Dear reader - I have been away, to foreign shores!

And I traveled light so I didn't take implements of blogging with me, hence the gap between posts.

But this isn't a travel blog (there are some great ones out there by the way and I highly recommend Flora the Explora with a little touch of pride as I used to babysit her from time to time - she is a star and her writing is wonderful).

No, this little corner of Planet Internet is focused primarily on all things textile, with a bit of life thrown in for good measure, and the object of our excursion was a textile one - the Bayeux Tapestry!

If you haven't been - Go!

The tapestry - which isn't a tapestry at all but an embroidery - is staggering on all sorts of levels.  It's length (it was designed to be rolled out along both sides of Bayeux Cathedral); its colours (a bit faded but all achieved with vegetable dye); it's sheer brilliant, pure and unadulterated propaganda message (complete and one sided justification for the invasion of England by William the Conqueror) and most of all the fact that it is here at all!

I came away thinking 'How did that survive?' - how did it not succumb to attacks by moth or beetle or mould?  How did it escape being cut up or reused? (History is turbulent - poor old William himself did not fare so well!  All that is left in his grave at Caen is one leg bone! And there is even some doubt that it is his!  And he was a king - not an embroidery!)  And how did it not get blown to smithereens when the Allies invaded that part of France on D-Day?

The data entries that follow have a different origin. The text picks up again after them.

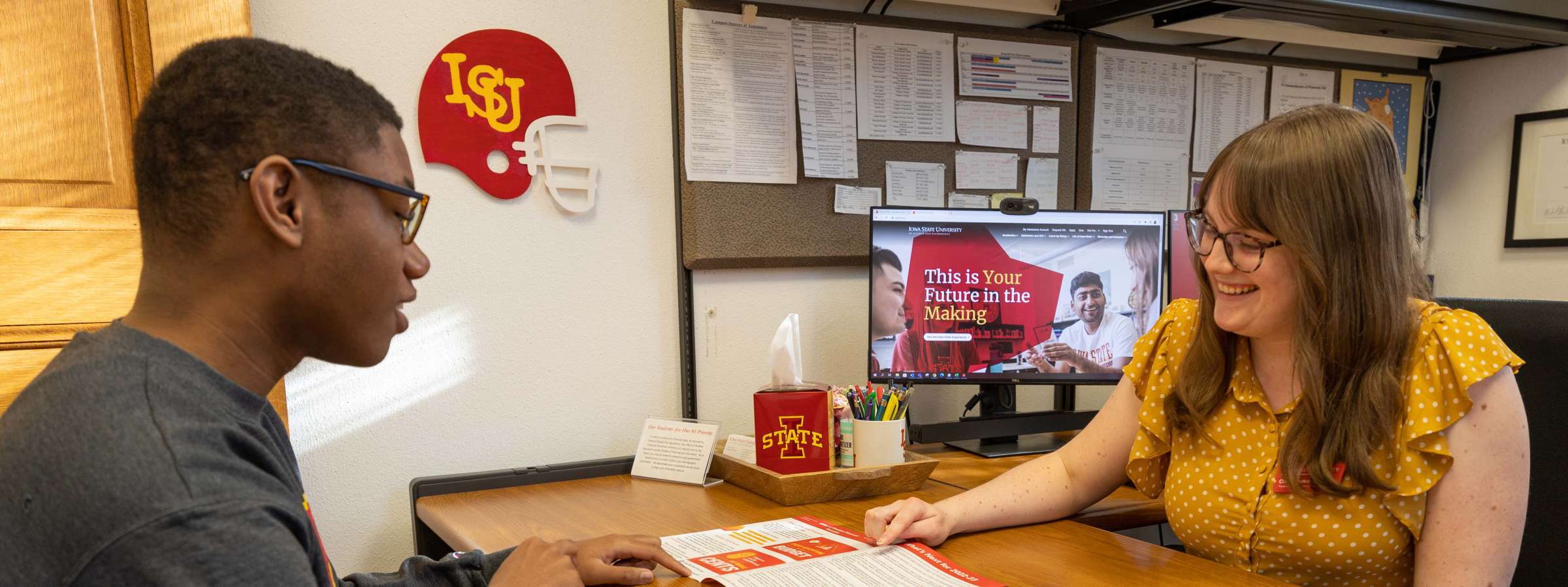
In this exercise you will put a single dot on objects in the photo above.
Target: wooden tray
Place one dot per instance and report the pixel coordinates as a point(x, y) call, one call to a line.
point(824, 486)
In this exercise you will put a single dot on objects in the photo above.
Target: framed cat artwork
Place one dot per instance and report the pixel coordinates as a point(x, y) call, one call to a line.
point(1397, 101)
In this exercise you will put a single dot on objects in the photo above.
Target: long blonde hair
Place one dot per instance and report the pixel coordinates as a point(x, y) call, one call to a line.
point(1143, 253)
point(1327, 181)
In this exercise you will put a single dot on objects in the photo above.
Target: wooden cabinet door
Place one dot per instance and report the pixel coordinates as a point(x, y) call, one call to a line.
point(73, 75)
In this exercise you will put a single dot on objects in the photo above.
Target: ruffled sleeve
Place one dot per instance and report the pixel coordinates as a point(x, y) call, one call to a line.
point(1153, 371)
point(1454, 350)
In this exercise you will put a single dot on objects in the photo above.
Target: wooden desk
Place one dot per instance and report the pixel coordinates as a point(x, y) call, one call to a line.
point(1123, 509)
point(1060, 553)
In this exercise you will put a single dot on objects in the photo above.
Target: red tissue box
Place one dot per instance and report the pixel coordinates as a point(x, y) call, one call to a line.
point(794, 429)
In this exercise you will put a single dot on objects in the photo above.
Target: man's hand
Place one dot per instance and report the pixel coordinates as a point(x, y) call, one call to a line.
point(1060, 352)
point(538, 564)
point(623, 561)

Here are just a selection of images.

 This is the very first tableau and shows Edward the Confessor, who was a cousin of both William and Harold, dispatching Harold to Normandy to tell William that he, Edward (who was childless) had chosen Willian to be his heir.  (You see, I told you it was progaganda!)


I cannot particulary remember the significance of this scene but there is hunting with hawks and dogs going on.  Harold was a guest of Williams in Normandy (and went of a skirmish with him too).


I love this tableau for the detail showing them loading up boats.  The men a clearly paddling bare legged in the water.  This isn't the invasion.  This was preparation for Harolds trip to Normandy.


Now that is William sitting on his throne on the left of this tableau and Harold is swearing on two holy relics of some sort that he agreed to William's claim to the throne and that he won't seize it himself.  More propaganda!

You might have noticed that there are top and bottom borders.  All sorts of animals - and as it happens some rather pornographic acts - are depicted there, including two camels and some characters from Aesops Fables.


Edward is being buried in this scene, and two things leap out - the detail of the architecture in the church and the exquisite hand pointing down from the sky.

And in writing this blog entry I have just found that there is a replica - in Reading Museum.  I didn't know that!


2 comments

  1. I can remember studying this tapestry for year in 1965 for my embroidery GCE. It put me off all thoughts of it for many years. I would be much more interested in studying it now than I was all those years ago.

    ReplyDelete
  2. If I had studied it for a year I would also have been put off!!

    But go back now if you can and marvel at it as a whole piece.